L’examen en lampe à fente cherche à identifier une blépharite (inflammation palpébrale), une hyperhémie conjonctivale ou une kératite, mise en évidence par des colorants vitaux, dont le chef de file est la fluorescéine.
L’examen du visage du patient, à la recherche d’un aspect évocateur de rosacée oculaire en premier lieu, puis l’examen de la marge palpébrale orientent assez facilement vers une blépharite associée ou non à une meibomite, sur l’aspect de l’orifice des glandes, la présence de croûtes et l’association à une inflammation locale (fig. 2).
Quelle prise en charge ?
L’arsenal thérapeutique dans le syndrome sec s’est nettement étoffé depuis plusieurs années. Ainsi, le clinicien a à sa disposition substituts lacrymaux, traitements anti-inflammatoires (ciclosporine), sérum autologue en collyre, bouchons lacrymaux et lentilles sclérales. En cas de dysfonction meibomienne associée, on préconise un traitement par chauffage/massage des paupières ou de nouveaux dispositifs. Ils combinent à la fois la thermothérapie pulsée à un massage palpébral séquentiel (LipiFlow principalement ; iLux et Alcon sont en développement). Leur utilisation en France est marginale en raison de leur prix élevé (consommable très onéreux).
Les substituts lacrymaux sont à prescrire en 1re intention (tableau). Les émollients, tels que les polymères de vinyle, les dérivés cellulosiques, les carbomères, l’HP-guar ou l’acide hyaluronique, confèrent la viscosité, par conséquent la rémanence sur la surface oculaire. Certaines molécules (carbomères, acide hyaluronique) forment des réseaux qui retiennent les molécules d’eau. L’avantage d’une persistance importante du produit sur la cornée est un soulagement prolongé. A contrario, l’inconvénient des composés visqueux est un flou visuel à l’instillation, et certains d’entre eux forment des cristaux collant aux cils en séchant. Ces composés peuvent être combinés à des osmorégulateurs, protégeant contre les dégâts de l’hyperosmolarité lacrymale.

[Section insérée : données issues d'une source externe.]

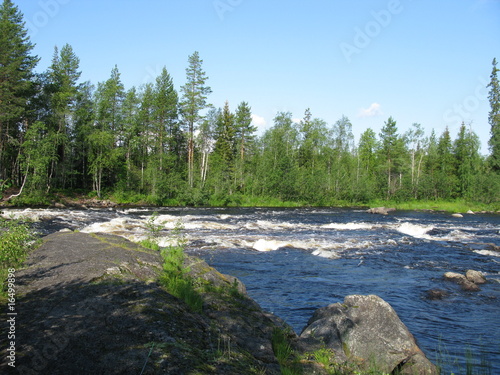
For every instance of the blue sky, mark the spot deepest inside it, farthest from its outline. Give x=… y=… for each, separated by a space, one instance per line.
x=418 y=61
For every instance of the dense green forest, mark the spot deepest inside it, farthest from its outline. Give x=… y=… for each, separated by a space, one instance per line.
x=158 y=145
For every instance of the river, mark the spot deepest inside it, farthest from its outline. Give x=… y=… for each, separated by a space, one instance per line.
x=294 y=261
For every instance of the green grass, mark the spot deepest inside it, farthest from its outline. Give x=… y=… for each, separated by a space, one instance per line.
x=455 y=206
x=16 y=241
x=286 y=356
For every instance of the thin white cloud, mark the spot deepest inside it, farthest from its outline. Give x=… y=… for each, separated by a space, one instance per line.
x=372 y=111
x=258 y=121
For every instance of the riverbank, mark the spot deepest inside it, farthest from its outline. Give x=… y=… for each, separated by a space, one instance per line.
x=97 y=304
x=76 y=199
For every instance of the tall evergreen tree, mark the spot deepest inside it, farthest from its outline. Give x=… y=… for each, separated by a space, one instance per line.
x=194 y=99
x=62 y=89
x=225 y=151
x=165 y=116
x=494 y=117
x=446 y=177
x=245 y=131
x=366 y=169
x=16 y=86
x=106 y=138
x=466 y=151
x=391 y=147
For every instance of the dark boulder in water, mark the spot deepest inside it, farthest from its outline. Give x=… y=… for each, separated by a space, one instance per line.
x=436 y=294
x=366 y=330
x=380 y=210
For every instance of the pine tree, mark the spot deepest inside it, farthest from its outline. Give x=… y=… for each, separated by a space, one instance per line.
x=466 y=151
x=62 y=90
x=165 y=115
x=390 y=151
x=446 y=177
x=16 y=86
x=225 y=147
x=245 y=131
x=494 y=118
x=194 y=100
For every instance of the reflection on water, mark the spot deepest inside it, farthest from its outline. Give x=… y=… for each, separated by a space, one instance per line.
x=294 y=261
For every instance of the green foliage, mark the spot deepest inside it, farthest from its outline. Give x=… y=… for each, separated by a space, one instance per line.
x=16 y=241
x=174 y=277
x=154 y=146
x=494 y=117
x=286 y=356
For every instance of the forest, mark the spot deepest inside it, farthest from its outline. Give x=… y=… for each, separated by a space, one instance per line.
x=156 y=145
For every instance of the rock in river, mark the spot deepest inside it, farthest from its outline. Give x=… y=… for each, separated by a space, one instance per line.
x=366 y=329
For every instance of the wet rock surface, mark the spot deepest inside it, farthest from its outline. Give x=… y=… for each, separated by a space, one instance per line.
x=90 y=304
x=366 y=330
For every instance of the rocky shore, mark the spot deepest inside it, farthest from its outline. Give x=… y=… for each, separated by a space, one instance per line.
x=92 y=304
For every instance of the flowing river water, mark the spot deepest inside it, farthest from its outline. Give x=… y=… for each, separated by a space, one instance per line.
x=294 y=261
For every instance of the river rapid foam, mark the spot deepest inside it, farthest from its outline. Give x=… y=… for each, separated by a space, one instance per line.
x=296 y=260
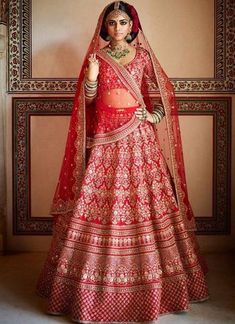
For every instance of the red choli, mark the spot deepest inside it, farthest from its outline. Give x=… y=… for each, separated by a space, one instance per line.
x=108 y=117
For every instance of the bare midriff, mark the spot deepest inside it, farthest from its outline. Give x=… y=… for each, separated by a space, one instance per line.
x=118 y=98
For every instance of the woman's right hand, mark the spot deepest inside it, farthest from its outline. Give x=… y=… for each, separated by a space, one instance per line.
x=93 y=68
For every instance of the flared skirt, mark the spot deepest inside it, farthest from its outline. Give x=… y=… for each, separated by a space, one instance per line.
x=123 y=254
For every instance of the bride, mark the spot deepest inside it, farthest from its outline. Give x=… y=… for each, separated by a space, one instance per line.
x=123 y=247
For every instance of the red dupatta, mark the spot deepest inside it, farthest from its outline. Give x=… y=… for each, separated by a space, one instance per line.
x=73 y=165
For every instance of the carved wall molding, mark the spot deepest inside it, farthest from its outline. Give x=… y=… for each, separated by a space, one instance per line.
x=20 y=56
x=23 y=108
x=4 y=11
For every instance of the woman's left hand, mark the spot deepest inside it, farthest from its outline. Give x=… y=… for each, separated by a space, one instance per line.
x=143 y=115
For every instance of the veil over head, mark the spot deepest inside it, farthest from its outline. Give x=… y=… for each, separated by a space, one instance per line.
x=74 y=162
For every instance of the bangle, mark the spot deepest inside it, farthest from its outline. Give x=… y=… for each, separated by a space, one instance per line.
x=158 y=114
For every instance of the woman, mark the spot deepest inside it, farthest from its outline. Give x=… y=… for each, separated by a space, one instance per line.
x=123 y=247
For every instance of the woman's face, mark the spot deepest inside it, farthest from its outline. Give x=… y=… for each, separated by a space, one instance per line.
x=118 y=27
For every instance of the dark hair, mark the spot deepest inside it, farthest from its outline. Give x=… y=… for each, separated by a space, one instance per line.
x=130 y=11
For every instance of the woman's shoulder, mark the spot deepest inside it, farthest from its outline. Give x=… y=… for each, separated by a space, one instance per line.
x=143 y=51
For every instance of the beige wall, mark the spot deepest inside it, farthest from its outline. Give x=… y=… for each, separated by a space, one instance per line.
x=181 y=33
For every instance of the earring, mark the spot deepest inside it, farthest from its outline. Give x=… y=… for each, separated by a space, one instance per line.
x=128 y=37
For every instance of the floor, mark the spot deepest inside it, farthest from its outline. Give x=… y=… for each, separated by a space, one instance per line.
x=19 y=303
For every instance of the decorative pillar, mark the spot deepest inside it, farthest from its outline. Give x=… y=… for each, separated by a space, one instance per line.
x=3 y=93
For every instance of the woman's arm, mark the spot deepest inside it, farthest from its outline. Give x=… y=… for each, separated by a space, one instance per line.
x=91 y=80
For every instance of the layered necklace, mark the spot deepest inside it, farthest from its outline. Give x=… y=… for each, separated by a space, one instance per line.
x=117 y=51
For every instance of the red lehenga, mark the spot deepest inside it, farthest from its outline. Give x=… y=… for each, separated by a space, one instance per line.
x=123 y=247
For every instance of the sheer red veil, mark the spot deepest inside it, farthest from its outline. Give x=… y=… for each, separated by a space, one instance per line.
x=74 y=162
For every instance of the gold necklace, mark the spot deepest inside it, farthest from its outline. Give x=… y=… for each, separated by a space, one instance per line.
x=117 y=52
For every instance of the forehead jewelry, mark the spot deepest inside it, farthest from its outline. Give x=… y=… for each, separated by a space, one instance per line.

On recommande de prescrire plusieurs substituts lacrymaux de classes différentes, que les patients adaptent à leur activité et à leur ressenti subjectif, en privilégiant les formes sans conservateurs.
Les autres thérapeutiques, de 2e ligne, sont du ressort de l’ophtalmologiste.
Rousseau A. Œil sec : quoi de neuf ? Rev Prat Med Gen 2018;32(999);275-7.